Novel 4-arylaminoquinazolines bearing N,N-diethyl(aminoethyl)amino moiety with antitumour activity as EGFRwt-TK inhibitor

• Main Authors: Yaling Zhang, Li Chen, Xiabing Li, Li Gao, Yunxia Hao, Baolin Li, Yaping Yan
• Format: Article
• Language: English
• Published: Taylor & Francis Group 2019-01-01
• Series: Journal of Enzyme Inhibition and Medicinal Chemistry
• Subjects: quinazoline derivatives; n,n-diethyl(aminoethyl)amino moiety; antiproliferative activities; wild type epidermal growth factor receptor tyrosine kinase (egfrwt-tk); molecular docking
• Online Access: http://dx.doi.org/10.1080/14756366.2019.1667341
• ISSN: 1475-6366; 1475-6374

Herein, four novel 4-arylaminoquinazoline derivatives with N,N-diethyl(aminoethyl)amino moiety were designed, synthesised and evaluated on biological activities in vitro. All synthesised compounds have inhibitory effects against tumour cells (SW480, A549, A431 and NCI-H1975). In particular, 4-(3-chloro-4-(3-fluorobenzyloxy)phenylamino)-6-(5-((N,N-diethyl(aminoethyl))aminomethyl)furan-2-yl)quinazoline (6a) and 6-(5-((N,N-diethylethyl)aminomethyl)furan-2-yl)-4-(4-(E)-(propen-1-yl)phenylamino)quinazoline (6d) were potent antitumour agents which showed high antiproliferative activities against tumour cells in vitro.
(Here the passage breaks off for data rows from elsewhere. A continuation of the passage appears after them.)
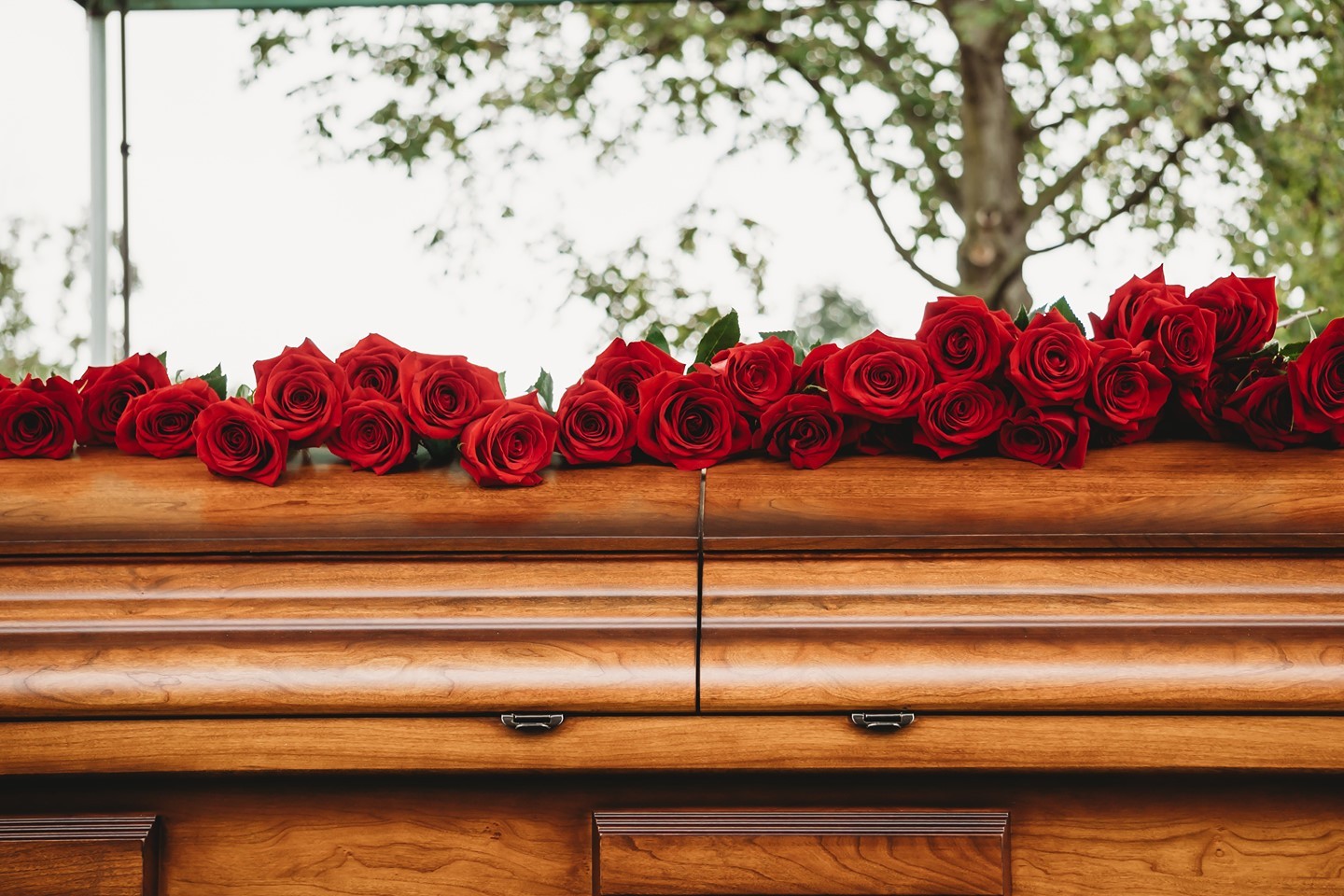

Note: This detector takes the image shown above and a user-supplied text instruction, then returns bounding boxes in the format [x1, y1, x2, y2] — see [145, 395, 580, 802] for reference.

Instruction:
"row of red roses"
[0, 269, 1344, 485]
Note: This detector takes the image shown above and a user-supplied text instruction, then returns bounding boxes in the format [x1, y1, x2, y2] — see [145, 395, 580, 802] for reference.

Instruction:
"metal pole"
[89, 4, 112, 364]
[119, 0, 134, 357]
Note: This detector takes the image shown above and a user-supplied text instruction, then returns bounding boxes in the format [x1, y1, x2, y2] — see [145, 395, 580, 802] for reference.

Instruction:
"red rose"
[117, 377, 219, 458]
[1189, 274, 1278, 358]
[76, 355, 169, 444]
[0, 376, 88, 459]
[999, 407, 1090, 470]
[1130, 301, 1218, 383]
[336, 333, 406, 401]
[711, 336, 794, 416]
[1088, 265, 1185, 343]
[752, 392, 844, 470]
[190, 398, 289, 485]
[583, 339, 685, 413]
[1008, 308, 1093, 406]
[555, 379, 636, 466]
[824, 330, 932, 422]
[914, 379, 1008, 459]
[1288, 318, 1344, 432]
[1223, 375, 1311, 452]
[1075, 339, 1172, 443]
[793, 343, 840, 391]
[916, 296, 1017, 380]
[253, 339, 345, 449]
[327, 388, 415, 476]
[399, 352, 504, 440]
[636, 371, 751, 470]
[459, 392, 559, 486]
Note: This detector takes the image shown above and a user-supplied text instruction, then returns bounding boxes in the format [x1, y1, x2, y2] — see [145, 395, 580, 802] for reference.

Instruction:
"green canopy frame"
[76, 0, 634, 364]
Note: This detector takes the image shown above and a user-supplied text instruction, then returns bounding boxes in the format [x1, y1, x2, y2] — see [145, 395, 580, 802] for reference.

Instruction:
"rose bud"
[336, 333, 406, 401]
[1008, 308, 1093, 406]
[1088, 265, 1185, 343]
[1131, 301, 1218, 385]
[999, 406, 1090, 470]
[399, 352, 504, 440]
[327, 387, 415, 476]
[914, 379, 1008, 459]
[0, 376, 88, 459]
[253, 339, 345, 449]
[1288, 318, 1344, 432]
[824, 330, 932, 423]
[117, 377, 219, 458]
[458, 392, 559, 486]
[192, 398, 289, 485]
[1223, 375, 1311, 452]
[916, 296, 1017, 380]
[76, 355, 169, 444]
[1188, 274, 1278, 358]
[636, 371, 751, 470]
[711, 336, 794, 416]
[752, 392, 844, 470]
[793, 343, 840, 392]
[583, 339, 685, 413]
[1074, 339, 1172, 444]
[555, 379, 636, 466]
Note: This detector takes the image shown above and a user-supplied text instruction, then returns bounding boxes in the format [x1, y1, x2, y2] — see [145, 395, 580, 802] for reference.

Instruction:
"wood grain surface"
[0, 449, 700, 556]
[700, 553, 1344, 712]
[0, 773, 1344, 896]
[0, 554, 696, 718]
[593, 810, 1009, 896]
[0, 816, 159, 896]
[705, 442, 1344, 551]
[0, 715, 1344, 777]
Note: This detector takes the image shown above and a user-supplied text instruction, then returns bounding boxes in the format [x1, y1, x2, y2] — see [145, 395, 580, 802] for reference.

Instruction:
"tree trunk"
[940, 0, 1030, 315]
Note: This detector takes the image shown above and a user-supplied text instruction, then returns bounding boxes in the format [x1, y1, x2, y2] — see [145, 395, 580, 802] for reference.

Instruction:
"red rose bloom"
[459, 392, 559, 486]
[914, 379, 1008, 459]
[1008, 308, 1093, 406]
[793, 343, 840, 392]
[555, 379, 636, 466]
[399, 352, 504, 440]
[916, 296, 1017, 380]
[636, 371, 751, 470]
[1189, 274, 1278, 358]
[336, 333, 406, 401]
[117, 377, 219, 458]
[327, 388, 415, 476]
[0, 376, 88, 459]
[253, 339, 345, 449]
[76, 355, 169, 444]
[1088, 265, 1185, 343]
[752, 392, 844, 470]
[1075, 339, 1172, 443]
[1288, 318, 1344, 432]
[824, 330, 932, 422]
[999, 407, 1090, 470]
[712, 336, 794, 416]
[192, 398, 289, 485]
[1223, 375, 1311, 452]
[583, 339, 685, 413]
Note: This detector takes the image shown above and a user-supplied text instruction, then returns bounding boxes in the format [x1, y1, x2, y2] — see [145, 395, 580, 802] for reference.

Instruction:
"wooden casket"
[0, 442, 1344, 896]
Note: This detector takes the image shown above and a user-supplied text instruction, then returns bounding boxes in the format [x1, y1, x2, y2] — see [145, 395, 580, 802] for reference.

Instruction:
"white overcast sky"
[0, 0, 1227, 391]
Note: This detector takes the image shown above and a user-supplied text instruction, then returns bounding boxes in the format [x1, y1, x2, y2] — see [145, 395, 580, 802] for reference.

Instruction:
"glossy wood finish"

Moreover, compound 6a could induce late apoptosis of A549 cells at high concentrations and arrest cell cycle of A549 cells in the G0/G1 phase at tested concentrations. Also, compound 6a could inhibit the activity of wild type epidermal growth factor receptor tyrosine kinase (EGFRwt-TK) with IC50 value of 15.60 nM. Molecular docking showed that compound 6a formed three hydrogen bonds with EGFRwt-TK, while lapatinib formed only two hydrogen bonds with the receptor protein. It is believed that this work would be giving a reference for developing anti-cancer drugs targeted EGFR-TK.